W czwartek policja zatrzymała kilkunastu protestujących. Wśród nich była znana warszawska aktywistka Katarzyna Augustynek czyli Babcia Kasia. Jeden z policjantów twierdził, że kobieta uderzyła go w plecy. Babcia Kasia zaprzecza, utrzymuje, że dotknęła jedynie bluzy policjanta.
W TOK FM Katarzyna Augustynek opowiedziała jak została potraktowana przez funkcjonariuszki po tym jak przewieziono ją na komisariat w Pruszkowie.
- Kazano mi się rozebrać. Powiedziałam, że ja tego nigdy nie robię, tym bardziej w sytuacji, gdy nie powinnam się w ogóle znaleźć na komisariacie. Wobec tego zaczęło się rozbieranie mnie, w pewnym momencie bardzo brutalne - mówiła.
Według relacji Babci Kasi, rozbierały ją dwie policjantki, które "siadały na niej i ją szarpały". - Znalazłam się na ziemi, zdzierano ze mnie części garderoby spod spódnicy, miałam wyginane palce, naciskano na mój mostek i grdykę - wyliczała.
- Starałam się położyć głowę na boku, żeby nie dotykać ustami tej obrzydliwej, od wieków chyba niemytej podłogi. Kiedy ściągnięto ze mnie już buty, skarpetki, rajstopy i majtki do połowy, kątem oka zauważyłam, że dwóch policjantów stoi w drzwiach i przygląda się temu - ciągnęła Katarzyna Augustynek.
Jak mówiła kobieta, z Pruszkowa przewieziono ją do komisariatu w Piastowie. - Tam czekały mnie poniżenia w zupełnie innym stylu - werbalne, ale nie tylko. Byłam zupełnie niepotrzebnie szarpana, zwłaszcza przy przeniesieniu z jednej celi do drugiej. Musiałam się dopominać o dostęp do moich własnych leków i wody. Byłam przemarznięta, bo druga cela była lodowata, a ja nie miałam tam nawet kurtki czy koca - mówiła aktywistka.
Dodała również, że jeden z policjantów, którzy zatrzymali ją w czasie protestu, straszył ją pozwem cywilnym za pobrudzenie nogawki jego spodni.
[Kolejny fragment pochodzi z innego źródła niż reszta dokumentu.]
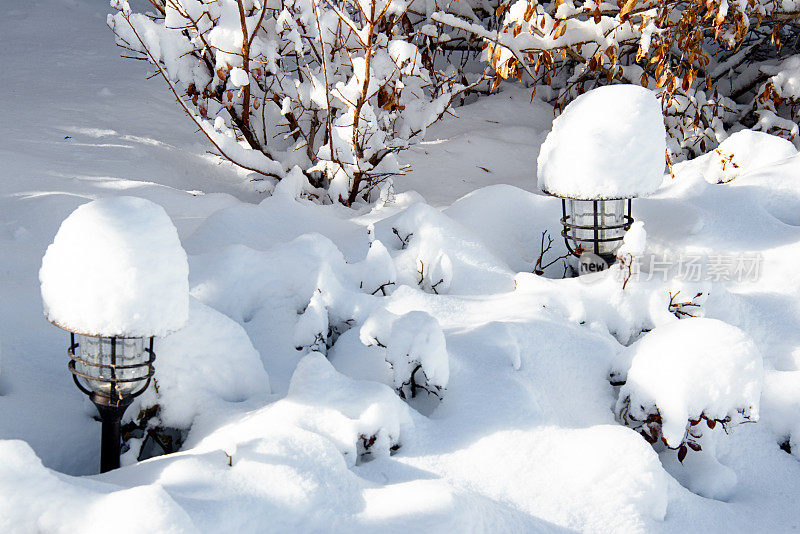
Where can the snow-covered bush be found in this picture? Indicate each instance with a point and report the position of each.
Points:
(715, 64)
(687, 378)
(414, 346)
(335, 89)
(364, 419)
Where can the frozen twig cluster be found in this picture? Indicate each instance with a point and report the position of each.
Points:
(334, 88)
(714, 63)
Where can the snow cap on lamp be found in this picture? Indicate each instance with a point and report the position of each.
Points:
(116, 268)
(608, 143)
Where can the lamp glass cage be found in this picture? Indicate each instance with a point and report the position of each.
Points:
(115, 368)
(596, 226)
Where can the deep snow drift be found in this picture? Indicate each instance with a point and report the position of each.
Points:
(305, 321)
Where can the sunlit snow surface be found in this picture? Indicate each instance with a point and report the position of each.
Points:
(525, 439)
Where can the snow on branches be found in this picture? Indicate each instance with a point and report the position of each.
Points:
(336, 88)
(688, 372)
(714, 63)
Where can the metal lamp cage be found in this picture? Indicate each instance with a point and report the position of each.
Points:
(116, 379)
(599, 237)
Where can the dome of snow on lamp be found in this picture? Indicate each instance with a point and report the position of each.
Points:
(115, 277)
(607, 147)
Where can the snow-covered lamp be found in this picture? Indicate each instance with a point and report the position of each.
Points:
(115, 277)
(607, 147)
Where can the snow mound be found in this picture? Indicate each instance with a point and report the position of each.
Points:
(608, 143)
(743, 152)
(691, 368)
(363, 419)
(36, 499)
(116, 267)
(410, 340)
(204, 366)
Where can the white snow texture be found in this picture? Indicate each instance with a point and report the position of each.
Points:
(609, 142)
(116, 268)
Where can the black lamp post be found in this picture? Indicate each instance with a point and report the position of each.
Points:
(595, 225)
(112, 371)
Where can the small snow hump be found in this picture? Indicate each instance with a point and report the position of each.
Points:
(608, 143)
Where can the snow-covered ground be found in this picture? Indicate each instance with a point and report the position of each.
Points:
(285, 439)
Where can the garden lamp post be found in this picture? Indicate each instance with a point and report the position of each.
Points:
(606, 148)
(596, 225)
(112, 371)
(115, 277)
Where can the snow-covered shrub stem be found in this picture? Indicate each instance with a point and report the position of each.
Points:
(716, 64)
(335, 88)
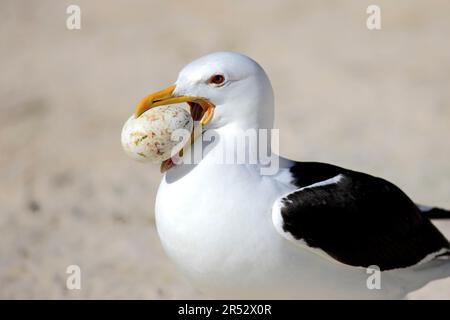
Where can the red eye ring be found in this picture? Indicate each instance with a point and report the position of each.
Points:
(217, 79)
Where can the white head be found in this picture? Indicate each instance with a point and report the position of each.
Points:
(230, 88)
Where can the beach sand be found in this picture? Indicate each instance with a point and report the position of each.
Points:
(374, 101)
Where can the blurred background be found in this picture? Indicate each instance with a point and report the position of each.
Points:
(375, 101)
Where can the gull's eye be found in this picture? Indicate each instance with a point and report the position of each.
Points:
(217, 79)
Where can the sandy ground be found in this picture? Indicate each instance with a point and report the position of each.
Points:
(376, 101)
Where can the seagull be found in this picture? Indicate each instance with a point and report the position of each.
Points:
(309, 230)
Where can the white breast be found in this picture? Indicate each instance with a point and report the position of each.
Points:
(215, 223)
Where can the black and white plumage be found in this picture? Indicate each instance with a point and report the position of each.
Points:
(369, 221)
(308, 231)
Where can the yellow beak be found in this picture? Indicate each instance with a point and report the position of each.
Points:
(165, 97)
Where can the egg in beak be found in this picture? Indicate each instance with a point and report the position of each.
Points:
(201, 109)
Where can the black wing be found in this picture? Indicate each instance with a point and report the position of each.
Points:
(361, 220)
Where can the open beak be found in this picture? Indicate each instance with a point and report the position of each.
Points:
(201, 110)
(166, 97)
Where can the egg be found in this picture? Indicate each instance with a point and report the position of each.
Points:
(157, 134)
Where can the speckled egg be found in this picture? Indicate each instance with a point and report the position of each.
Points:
(155, 136)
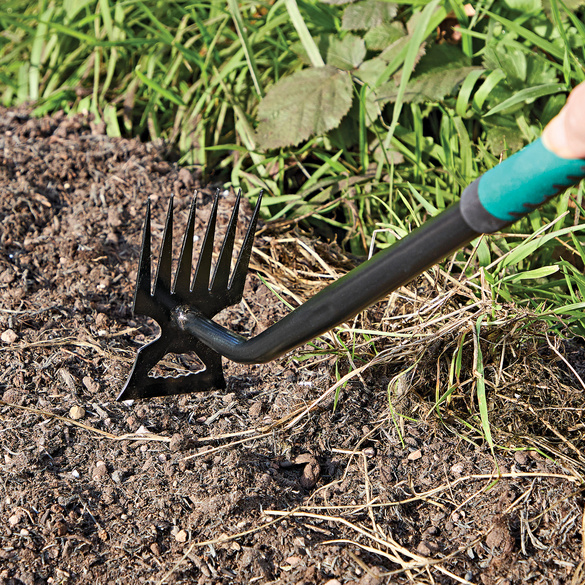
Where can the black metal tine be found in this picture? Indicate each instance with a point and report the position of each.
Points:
(203, 270)
(165, 261)
(182, 284)
(221, 275)
(238, 279)
(143, 279)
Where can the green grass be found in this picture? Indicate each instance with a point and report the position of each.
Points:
(417, 119)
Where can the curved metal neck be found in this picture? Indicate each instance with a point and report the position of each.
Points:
(341, 300)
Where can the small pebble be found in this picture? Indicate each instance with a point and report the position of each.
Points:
(181, 536)
(186, 178)
(100, 470)
(14, 519)
(90, 384)
(77, 412)
(457, 469)
(9, 336)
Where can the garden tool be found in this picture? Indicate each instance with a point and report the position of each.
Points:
(184, 309)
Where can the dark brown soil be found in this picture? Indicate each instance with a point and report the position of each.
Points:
(222, 487)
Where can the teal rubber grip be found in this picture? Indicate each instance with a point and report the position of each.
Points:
(526, 180)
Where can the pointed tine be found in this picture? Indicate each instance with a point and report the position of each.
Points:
(143, 284)
(165, 262)
(241, 270)
(221, 274)
(201, 281)
(183, 277)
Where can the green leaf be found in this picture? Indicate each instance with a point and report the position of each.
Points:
(532, 274)
(500, 138)
(433, 86)
(367, 15)
(382, 36)
(527, 95)
(311, 101)
(524, 5)
(347, 53)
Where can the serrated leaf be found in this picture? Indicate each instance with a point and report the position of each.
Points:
(311, 101)
(367, 14)
(347, 53)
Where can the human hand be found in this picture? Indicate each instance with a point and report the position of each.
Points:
(565, 134)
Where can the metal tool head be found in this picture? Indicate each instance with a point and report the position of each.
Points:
(209, 294)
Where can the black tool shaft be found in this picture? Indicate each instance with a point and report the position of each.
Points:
(341, 300)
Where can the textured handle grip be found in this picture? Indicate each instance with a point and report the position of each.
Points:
(526, 180)
(518, 185)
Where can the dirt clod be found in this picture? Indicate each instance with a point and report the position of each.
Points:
(118, 496)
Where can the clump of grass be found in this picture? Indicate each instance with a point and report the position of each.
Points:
(404, 113)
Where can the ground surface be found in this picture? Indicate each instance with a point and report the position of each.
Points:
(250, 484)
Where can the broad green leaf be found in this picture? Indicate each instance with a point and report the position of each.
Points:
(500, 138)
(433, 86)
(382, 36)
(347, 53)
(311, 101)
(367, 15)
(524, 5)
(526, 95)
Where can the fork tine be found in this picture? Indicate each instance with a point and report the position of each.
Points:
(203, 270)
(143, 282)
(183, 277)
(241, 269)
(165, 262)
(221, 275)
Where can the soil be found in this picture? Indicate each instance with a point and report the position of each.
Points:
(228, 486)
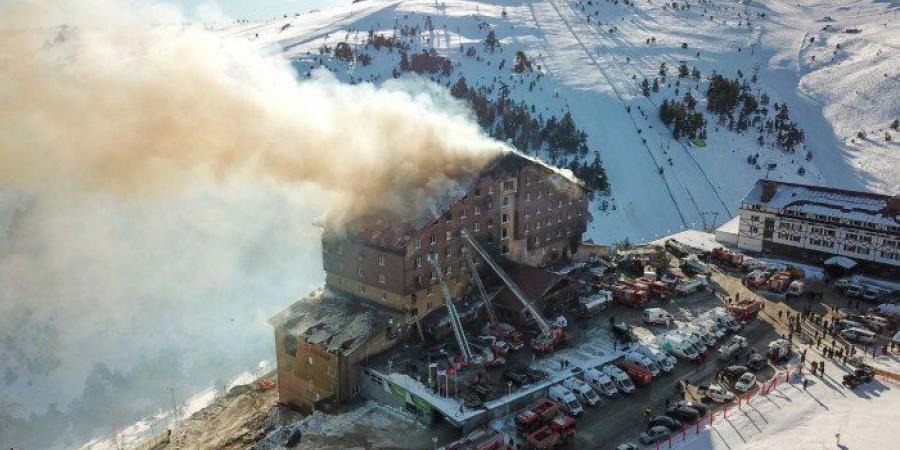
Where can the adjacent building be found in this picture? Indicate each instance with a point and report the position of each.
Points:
(379, 279)
(815, 223)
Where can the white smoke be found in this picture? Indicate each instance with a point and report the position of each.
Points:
(157, 186)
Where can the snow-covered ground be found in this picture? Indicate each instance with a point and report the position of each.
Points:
(591, 57)
(791, 417)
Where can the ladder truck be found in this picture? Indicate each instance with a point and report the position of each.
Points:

Katarzyna Augustynek zapowiedziała, że pomimo tego co ja spotkało nie zamierza rezygnować z udziału w protestach. - Mnie nie zastraszą w ten sposób. Sprawa jest zbyt ważna, musimy być na ulicy i walczyć - oświadczyła.
Policjanci odnieśli się do sprawy na Twitterze. Na zarzut jednego z aktywistów, że brutalnie potraktowali Katarzynę Augustynek, funkcjonariusze napisali: "W słowo napisane na Twitterze każdy może uwierzyć, nawet jak to totalne kłamstwo. Niech Pan złoży zawiadomienie o podejrzeniu popełnienia przestępstwa, jeżeli był Pan świadkiem naruszenia prawa i potwierdzi to w zeznaniach uprzedzony o odpowiedzialności karnej za zeznanie nieprawdy".
-
Gdzie jest Adrian Klarenbach? Nieoficjalnie: Gwiazdor TVP zawieszony. Poszło o posła Zjednoczonej Prawicy
-
Koniec protestu osób z niepełnosprawnościami. Posłanka Hartwich przekazała, kiedy opuszczą Sejm
-
PiS plus Konfederacja równa się kolejny rząd? "Ona będzie Solidarną Polską do kwadratu"
-
Polski ambasador mówi o wejściu Polski w konflikt z Rosją. Schnepf: To jest jak dymisja
-
Min. Moskwa chce zabierać paszporty krytykom PiS-u. "Putin też by chciał, żeby Nawalny wyjechał"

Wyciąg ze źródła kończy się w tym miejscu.